1952 Yılında Balıkesir’de doğdu. İlk, orta ve lise öğrenimini Balıkesir’de tamamladı. 1975 Yılında Ege Üniversitesi Ziraat Fakültesi Ziraat Teknolojisi Bölümünü birinci olarak bitirdi.
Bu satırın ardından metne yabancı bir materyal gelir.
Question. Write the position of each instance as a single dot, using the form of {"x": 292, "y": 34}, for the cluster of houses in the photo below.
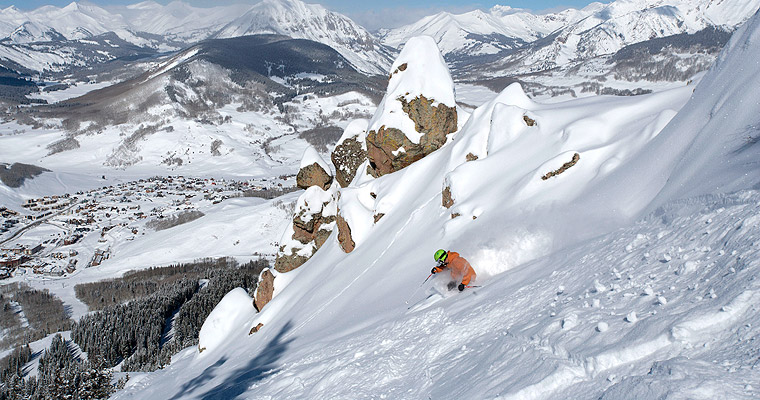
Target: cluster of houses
{"x": 8, "y": 219}
{"x": 47, "y": 204}
{"x": 13, "y": 257}
{"x": 99, "y": 218}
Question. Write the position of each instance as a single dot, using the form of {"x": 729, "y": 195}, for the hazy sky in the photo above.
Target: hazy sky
{"x": 371, "y": 14}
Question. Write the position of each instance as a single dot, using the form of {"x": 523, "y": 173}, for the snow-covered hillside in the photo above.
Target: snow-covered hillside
{"x": 585, "y": 293}
{"x": 209, "y": 108}
{"x": 152, "y": 26}
{"x": 297, "y": 19}
{"x": 478, "y": 33}
{"x": 519, "y": 42}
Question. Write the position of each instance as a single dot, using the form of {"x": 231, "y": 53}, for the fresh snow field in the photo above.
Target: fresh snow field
{"x": 616, "y": 240}
{"x": 632, "y": 274}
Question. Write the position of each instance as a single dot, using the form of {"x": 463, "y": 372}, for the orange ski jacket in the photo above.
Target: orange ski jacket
{"x": 459, "y": 268}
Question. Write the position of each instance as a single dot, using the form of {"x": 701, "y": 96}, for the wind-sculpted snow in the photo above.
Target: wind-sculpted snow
{"x": 514, "y": 338}
{"x": 585, "y": 293}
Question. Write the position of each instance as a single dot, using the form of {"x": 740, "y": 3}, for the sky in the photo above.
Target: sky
{"x": 370, "y": 14}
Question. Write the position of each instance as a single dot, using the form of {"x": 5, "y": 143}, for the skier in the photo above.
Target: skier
{"x": 457, "y": 264}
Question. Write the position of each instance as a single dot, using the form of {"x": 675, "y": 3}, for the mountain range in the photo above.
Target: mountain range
{"x": 477, "y": 44}
{"x": 57, "y": 33}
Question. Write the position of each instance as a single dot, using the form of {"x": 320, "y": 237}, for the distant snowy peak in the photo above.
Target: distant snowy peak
{"x": 32, "y": 32}
{"x": 180, "y": 21}
{"x": 73, "y": 22}
{"x": 595, "y": 30}
{"x": 472, "y": 33}
{"x": 297, "y": 19}
{"x": 609, "y": 28}
{"x": 477, "y": 33}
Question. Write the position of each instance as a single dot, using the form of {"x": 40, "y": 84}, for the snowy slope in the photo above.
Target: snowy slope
{"x": 478, "y": 33}
{"x": 607, "y": 29}
{"x": 558, "y": 39}
{"x": 297, "y": 19}
{"x": 663, "y": 308}
{"x": 179, "y": 21}
{"x": 473, "y": 33}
Tarım Bakanlığı bünyesinde Bursa Gıda Kontrol Eğitim ve Araştırma Enstitüsünde Teknik personel olarak işe başladı. Buradan askerlik görevi için ayrılıp, askerlik sonrası Balıkesir’de yine Tarım Bakanlığı bünyesinde Tohum üretme ve Islah istasyonunda bir süre çalıştıktan sonra istifa edip Dosan Konserve San. ve Tic. A. Ş. Yenişehir /Bursa fabrikasında çalışmaya başlayarak ; sırasıyla Vatan Konserve San. ve Tic. A.Ş. ve daha sonra Dış Ticaret Sermaye Şirketleri Anadolu Eksport A.Ş., Süzer Dış Tic. A.Ş., Kibar Dış Tic. A.Ş., AWT Dış Tic. Ltd. Şti, bünyelerinde Gıda Departmanı Satınalma Müdürü olarak; daha sonra tekrar salça sektöründe aktif bir görevle 10 yıl Assan Gıda San. ve Tic. A.Ş. bünyesinde kısa süreli Kalite Güvence Müdürlüğü görevinden sonra Fabrika Müdürü olarak çalıştı.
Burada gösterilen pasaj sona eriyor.